4 Sentient Definition: Aware of and responsive to sense impressions. Sentence: The planet Earth supports the only sentient beings that we yet know of in the universe.

5 Sentiment Definition: (1) A thought or attitude colored by feeling; opinion. (2) Tender feelings of affection. Sentence: We don’t care whose nephew he is; hiring decisions must be based on merit, not sentiment.

6 Sensuous Definition: (1) Highly pleasing to the senses. (2) Relating to the senses. Sentence: A chef like Craig Claiborne takes sensuous pleasure in the smell and taste of well-prepared food.

7 Root: Soph Is a Greek root from the word meaning “wise” or “wisom.”

8 Sophistry Definition: Cleverly deceptive reasoning or argument. Sentence: The defendant’s claim that he wasn’t guilty of the crime because he didn’t actually pull the trigger was dismissed as pure sophistry.

9 Sophisticated Definition: (1) Having a thorough and refined knowledge of the ways of society. (2) Highly complex or developed. Sentence: A lot of people feel that celebrities are sophisticated individuals.

10 Sophomoric Definition: Overly impressed with one’s own knowledge, but in fact undereducated and immature. Sentence: The kids at summer camp played the usual sophomoric pranks—short-sheeted beds, salt in the sugar bowl, shaving cream on the light switch, water bucket balanced on the door.

11 Philosophy Definition: A belief and heavy study of a subject. Sentence: Many college students study philosophy.

12 Root: Tend/Tent From the Latin tendere, meaning “to stretch, extend or spread.”

13 Contentious Definition: Having a tendency to pick fights; quarrelsome. Sentence: The school board meeting lasted late into the night as contentious parents argued over every detail of the new bus routes.

14 Distend Definition: To swell or become expanded. Sentence: Television viewers were shocked to see the distended bellies of the young children, usually a sign of malnutrition and starvation.
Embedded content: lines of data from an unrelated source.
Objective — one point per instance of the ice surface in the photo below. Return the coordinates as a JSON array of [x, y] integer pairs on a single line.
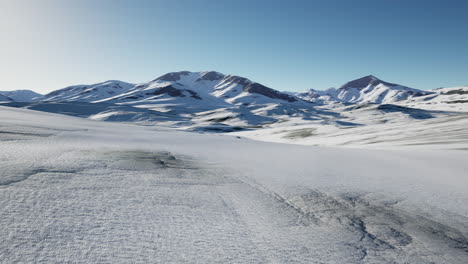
[[84, 191]]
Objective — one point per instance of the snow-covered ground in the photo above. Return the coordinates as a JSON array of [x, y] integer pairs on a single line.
[[85, 191]]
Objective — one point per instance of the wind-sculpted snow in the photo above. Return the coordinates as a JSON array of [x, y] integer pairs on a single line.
[[84, 191]]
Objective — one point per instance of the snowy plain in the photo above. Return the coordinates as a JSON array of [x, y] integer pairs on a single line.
[[76, 190]]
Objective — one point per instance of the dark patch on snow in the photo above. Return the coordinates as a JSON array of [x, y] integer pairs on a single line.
[[268, 92], [365, 81], [211, 76], [412, 112], [174, 92], [460, 92], [172, 76]]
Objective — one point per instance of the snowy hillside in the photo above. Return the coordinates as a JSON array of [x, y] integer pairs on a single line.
[[22, 95], [84, 191], [368, 89], [204, 89], [89, 93], [448, 99]]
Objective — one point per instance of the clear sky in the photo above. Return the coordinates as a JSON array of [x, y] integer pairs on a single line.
[[287, 45]]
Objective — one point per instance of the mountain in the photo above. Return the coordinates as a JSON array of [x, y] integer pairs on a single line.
[[21, 95], [368, 89], [89, 92], [204, 89]]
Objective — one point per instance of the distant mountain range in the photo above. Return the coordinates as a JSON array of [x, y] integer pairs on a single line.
[[214, 101]]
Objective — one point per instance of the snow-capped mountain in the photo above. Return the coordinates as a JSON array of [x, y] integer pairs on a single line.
[[89, 93], [368, 89], [201, 88], [21, 95]]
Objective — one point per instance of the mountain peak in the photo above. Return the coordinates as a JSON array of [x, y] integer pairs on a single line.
[[364, 82]]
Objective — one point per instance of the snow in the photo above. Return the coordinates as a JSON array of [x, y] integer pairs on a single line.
[[86, 191], [22, 95]]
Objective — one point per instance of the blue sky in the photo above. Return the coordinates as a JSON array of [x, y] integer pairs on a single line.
[[287, 45]]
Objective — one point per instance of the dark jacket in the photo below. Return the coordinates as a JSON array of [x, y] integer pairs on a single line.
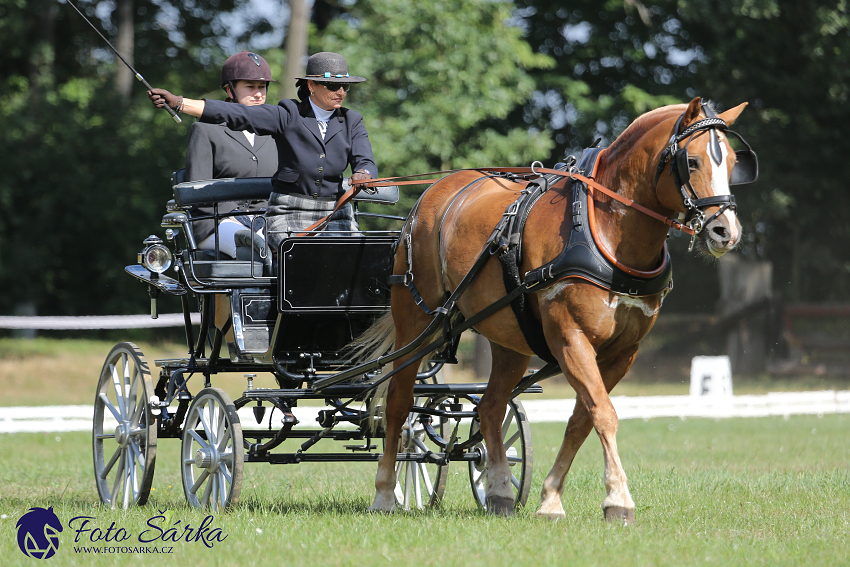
[[307, 164], [216, 151]]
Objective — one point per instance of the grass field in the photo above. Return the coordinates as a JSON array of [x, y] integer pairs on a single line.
[[768, 491]]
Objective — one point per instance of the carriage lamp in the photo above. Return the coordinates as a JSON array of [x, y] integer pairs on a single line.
[[156, 257]]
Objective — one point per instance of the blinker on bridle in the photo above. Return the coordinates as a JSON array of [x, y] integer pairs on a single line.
[[745, 170]]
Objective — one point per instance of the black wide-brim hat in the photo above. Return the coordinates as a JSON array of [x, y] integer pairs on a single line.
[[329, 67]]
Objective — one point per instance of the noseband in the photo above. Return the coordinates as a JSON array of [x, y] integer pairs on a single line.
[[679, 169]]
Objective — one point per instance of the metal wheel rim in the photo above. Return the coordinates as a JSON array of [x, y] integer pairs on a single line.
[[211, 452], [516, 436], [124, 450], [420, 485]]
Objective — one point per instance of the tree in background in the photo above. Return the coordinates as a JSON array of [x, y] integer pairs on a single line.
[[789, 60], [442, 78]]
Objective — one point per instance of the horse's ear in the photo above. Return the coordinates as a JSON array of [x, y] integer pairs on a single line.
[[692, 113], [732, 114]]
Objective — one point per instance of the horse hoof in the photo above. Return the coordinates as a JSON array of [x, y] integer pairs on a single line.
[[620, 515], [499, 506]]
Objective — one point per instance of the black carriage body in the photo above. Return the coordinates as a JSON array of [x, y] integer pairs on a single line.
[[293, 319], [330, 290]]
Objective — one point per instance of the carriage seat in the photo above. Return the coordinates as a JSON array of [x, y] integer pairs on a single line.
[[228, 269], [209, 191]]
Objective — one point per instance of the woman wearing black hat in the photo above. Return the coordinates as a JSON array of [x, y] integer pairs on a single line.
[[217, 151], [317, 140]]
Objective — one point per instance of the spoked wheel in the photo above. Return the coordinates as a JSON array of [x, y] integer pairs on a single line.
[[516, 436], [211, 451], [124, 431], [421, 485]]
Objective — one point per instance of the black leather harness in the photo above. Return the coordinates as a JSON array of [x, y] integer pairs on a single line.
[[580, 258]]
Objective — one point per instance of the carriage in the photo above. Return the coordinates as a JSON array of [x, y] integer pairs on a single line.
[[291, 317], [575, 271]]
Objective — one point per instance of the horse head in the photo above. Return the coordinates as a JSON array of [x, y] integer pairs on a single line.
[[701, 165]]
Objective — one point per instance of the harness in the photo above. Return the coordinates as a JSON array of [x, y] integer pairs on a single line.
[[580, 258]]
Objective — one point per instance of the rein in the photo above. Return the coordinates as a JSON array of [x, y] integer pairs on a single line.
[[366, 184]]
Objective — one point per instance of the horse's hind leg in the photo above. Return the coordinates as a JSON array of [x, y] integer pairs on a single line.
[[593, 409], [398, 402], [508, 368]]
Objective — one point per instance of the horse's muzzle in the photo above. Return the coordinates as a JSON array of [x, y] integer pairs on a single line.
[[722, 234]]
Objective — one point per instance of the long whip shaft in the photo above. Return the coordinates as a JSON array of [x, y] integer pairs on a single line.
[[136, 73]]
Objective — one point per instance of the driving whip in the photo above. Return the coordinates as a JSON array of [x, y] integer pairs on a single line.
[[136, 73]]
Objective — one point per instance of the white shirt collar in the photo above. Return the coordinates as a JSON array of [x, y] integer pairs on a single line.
[[322, 115]]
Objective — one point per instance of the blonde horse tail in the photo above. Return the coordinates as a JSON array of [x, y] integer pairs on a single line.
[[375, 341]]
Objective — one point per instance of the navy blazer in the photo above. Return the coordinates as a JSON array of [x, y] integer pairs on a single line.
[[217, 151], [307, 164]]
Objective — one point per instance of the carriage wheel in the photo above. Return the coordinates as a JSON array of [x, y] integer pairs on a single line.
[[516, 436], [421, 485], [211, 451], [124, 431]]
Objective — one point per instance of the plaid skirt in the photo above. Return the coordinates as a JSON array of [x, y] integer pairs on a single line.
[[288, 214]]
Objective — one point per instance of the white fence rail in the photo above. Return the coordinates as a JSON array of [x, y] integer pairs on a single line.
[[79, 417], [96, 322]]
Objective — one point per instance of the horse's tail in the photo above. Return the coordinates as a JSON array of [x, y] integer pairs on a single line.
[[374, 342]]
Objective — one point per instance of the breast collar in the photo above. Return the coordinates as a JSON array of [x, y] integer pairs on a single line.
[[582, 256]]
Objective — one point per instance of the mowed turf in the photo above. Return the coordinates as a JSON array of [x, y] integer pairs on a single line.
[[767, 491]]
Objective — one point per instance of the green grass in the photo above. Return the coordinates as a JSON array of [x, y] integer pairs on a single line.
[[768, 491]]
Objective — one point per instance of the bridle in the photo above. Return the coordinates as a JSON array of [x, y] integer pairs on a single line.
[[745, 169]]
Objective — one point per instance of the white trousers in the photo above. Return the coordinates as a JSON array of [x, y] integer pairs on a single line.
[[227, 230]]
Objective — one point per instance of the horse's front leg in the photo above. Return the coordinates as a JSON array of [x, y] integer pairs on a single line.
[[578, 428], [594, 409], [399, 400], [508, 368]]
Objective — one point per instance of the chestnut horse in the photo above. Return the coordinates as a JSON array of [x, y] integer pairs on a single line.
[[592, 332]]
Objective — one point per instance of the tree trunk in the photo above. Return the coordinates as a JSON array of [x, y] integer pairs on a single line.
[[124, 44], [296, 45], [42, 55]]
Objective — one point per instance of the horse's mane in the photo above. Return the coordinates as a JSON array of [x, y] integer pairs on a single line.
[[641, 125]]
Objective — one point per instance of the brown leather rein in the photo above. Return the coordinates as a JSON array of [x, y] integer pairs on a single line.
[[357, 186]]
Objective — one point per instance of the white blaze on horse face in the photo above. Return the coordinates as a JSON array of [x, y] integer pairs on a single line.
[[630, 302], [719, 174]]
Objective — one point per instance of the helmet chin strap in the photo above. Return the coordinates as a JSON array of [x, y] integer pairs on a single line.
[[231, 94]]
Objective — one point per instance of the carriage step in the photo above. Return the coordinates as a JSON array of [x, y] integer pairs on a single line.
[[361, 447]]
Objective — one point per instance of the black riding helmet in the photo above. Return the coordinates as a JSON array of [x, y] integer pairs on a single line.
[[244, 66]]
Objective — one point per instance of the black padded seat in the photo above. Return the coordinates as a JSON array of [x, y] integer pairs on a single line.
[[208, 191], [227, 269]]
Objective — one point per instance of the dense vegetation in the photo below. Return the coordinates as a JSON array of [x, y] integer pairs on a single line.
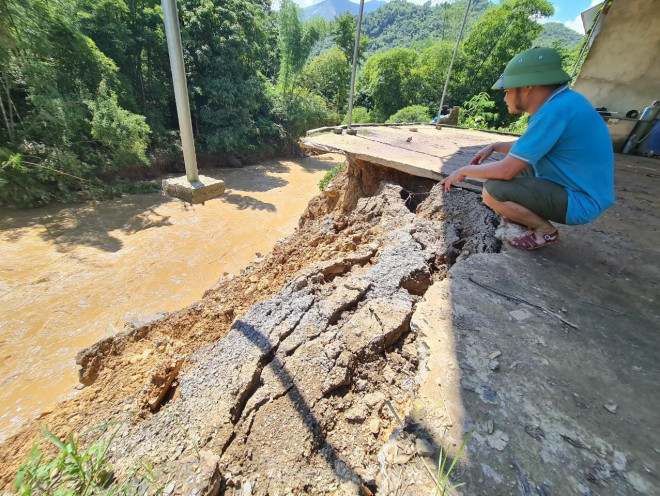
[[86, 96]]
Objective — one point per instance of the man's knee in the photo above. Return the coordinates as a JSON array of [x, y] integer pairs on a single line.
[[492, 191]]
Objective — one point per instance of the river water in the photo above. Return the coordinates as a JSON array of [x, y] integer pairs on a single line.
[[70, 275]]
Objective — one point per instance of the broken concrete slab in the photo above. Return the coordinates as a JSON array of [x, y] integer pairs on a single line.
[[432, 154], [204, 189]]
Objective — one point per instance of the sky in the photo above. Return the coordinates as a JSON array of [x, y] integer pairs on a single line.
[[566, 11]]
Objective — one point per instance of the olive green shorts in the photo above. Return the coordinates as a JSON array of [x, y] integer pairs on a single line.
[[545, 198]]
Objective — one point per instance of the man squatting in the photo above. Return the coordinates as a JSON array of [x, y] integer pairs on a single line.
[[561, 169]]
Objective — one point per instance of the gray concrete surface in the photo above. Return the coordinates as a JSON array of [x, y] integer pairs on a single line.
[[554, 408]]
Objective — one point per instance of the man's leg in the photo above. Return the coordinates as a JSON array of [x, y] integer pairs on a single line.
[[530, 201], [520, 214]]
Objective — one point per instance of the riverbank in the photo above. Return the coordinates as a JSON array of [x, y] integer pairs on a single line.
[[72, 274], [392, 323]]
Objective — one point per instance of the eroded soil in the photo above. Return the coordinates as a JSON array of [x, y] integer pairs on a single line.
[[333, 301], [387, 326]]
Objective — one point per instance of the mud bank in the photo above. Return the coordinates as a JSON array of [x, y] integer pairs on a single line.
[[344, 285], [390, 325]]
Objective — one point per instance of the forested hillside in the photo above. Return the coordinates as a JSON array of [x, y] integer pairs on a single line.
[[329, 9], [86, 96]]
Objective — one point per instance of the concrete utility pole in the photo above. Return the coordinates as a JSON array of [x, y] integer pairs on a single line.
[[451, 64], [192, 188], [355, 60]]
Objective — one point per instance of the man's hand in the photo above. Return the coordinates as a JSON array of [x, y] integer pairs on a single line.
[[482, 155], [454, 177]]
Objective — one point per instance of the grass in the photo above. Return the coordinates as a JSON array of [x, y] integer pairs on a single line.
[[330, 175], [442, 485], [75, 471]]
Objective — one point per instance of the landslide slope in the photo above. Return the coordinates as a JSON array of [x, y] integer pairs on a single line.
[[293, 371]]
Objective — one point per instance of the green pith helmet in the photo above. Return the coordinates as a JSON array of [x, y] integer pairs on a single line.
[[533, 67]]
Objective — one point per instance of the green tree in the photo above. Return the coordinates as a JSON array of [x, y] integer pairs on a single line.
[[296, 40], [130, 32], [501, 33], [391, 81], [328, 75], [225, 43], [414, 113], [49, 71], [343, 32], [434, 64]]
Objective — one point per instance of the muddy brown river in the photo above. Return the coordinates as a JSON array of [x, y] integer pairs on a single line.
[[70, 275]]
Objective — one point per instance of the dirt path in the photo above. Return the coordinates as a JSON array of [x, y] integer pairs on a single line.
[[72, 274]]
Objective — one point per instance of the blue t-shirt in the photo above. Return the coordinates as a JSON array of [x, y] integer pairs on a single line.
[[567, 142]]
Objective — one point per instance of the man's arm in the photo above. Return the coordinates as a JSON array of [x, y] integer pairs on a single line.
[[484, 153], [505, 169]]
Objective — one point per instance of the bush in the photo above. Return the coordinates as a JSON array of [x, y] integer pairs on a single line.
[[361, 115], [475, 113], [330, 175], [302, 111], [125, 134], [80, 472], [519, 126], [414, 113]]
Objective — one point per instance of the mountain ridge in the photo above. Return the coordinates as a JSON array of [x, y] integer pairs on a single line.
[[329, 9]]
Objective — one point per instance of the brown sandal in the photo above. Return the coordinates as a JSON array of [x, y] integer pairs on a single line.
[[511, 221], [529, 242]]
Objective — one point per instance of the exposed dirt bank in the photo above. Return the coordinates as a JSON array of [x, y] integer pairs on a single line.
[[387, 326], [71, 274], [349, 267]]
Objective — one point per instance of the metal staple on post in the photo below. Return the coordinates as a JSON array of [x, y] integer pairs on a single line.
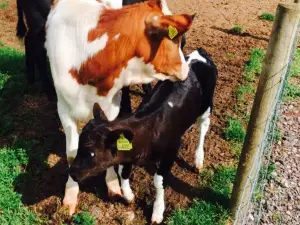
[[273, 71]]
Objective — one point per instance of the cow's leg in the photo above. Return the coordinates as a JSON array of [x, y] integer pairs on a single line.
[[112, 183], [125, 108], [160, 181], [42, 66], [203, 123], [146, 88], [29, 57], [72, 139], [124, 173]]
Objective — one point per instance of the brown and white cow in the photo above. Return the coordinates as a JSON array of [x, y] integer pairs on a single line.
[[94, 51]]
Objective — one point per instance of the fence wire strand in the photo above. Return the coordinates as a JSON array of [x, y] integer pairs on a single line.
[[253, 206]]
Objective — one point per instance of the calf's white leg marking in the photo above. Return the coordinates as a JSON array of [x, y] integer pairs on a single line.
[[72, 138], [159, 204], [203, 123], [112, 182], [125, 186]]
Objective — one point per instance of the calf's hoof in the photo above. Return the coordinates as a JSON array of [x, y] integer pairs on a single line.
[[129, 198], [199, 167], [71, 207], [156, 219], [114, 189]]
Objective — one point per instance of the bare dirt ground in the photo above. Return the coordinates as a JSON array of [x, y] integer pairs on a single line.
[[210, 30]]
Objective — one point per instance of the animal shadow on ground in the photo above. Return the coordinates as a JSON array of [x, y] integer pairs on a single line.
[[244, 34]]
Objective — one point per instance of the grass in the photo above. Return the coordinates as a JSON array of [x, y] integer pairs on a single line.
[[220, 181], [243, 90], [83, 219], [292, 88], [267, 16], [237, 29], [200, 213], [13, 161], [3, 5], [234, 131], [254, 65]]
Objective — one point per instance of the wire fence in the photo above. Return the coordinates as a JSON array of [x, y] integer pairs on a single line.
[[257, 208], [251, 207]]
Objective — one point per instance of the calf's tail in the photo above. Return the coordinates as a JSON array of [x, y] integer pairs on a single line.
[[21, 28]]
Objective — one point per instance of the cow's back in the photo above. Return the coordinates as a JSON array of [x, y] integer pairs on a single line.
[[68, 47]]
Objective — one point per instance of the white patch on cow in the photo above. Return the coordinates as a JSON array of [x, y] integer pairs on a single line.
[[115, 4], [112, 181], [116, 37], [184, 66], [125, 186], [159, 203], [196, 55], [203, 123], [171, 104]]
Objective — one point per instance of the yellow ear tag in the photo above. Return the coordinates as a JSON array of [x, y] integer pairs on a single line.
[[172, 32], [123, 143]]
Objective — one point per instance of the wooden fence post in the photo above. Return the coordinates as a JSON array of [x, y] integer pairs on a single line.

15 Portend Definition: (1) To give a sign or warning beforehand. (2) To indicate or signify. Sentence: Although the warm spell in February was welcome, the huge puddles by the melting snowbanks portended the spring floods that were likely to follow.

16 Tendentious Definition: Leaning toward a particular point of view; biased. Sentence: In his later years, the professor wrote a series of tendentious essays attacking many modern novelists and praising authors from earlier eras.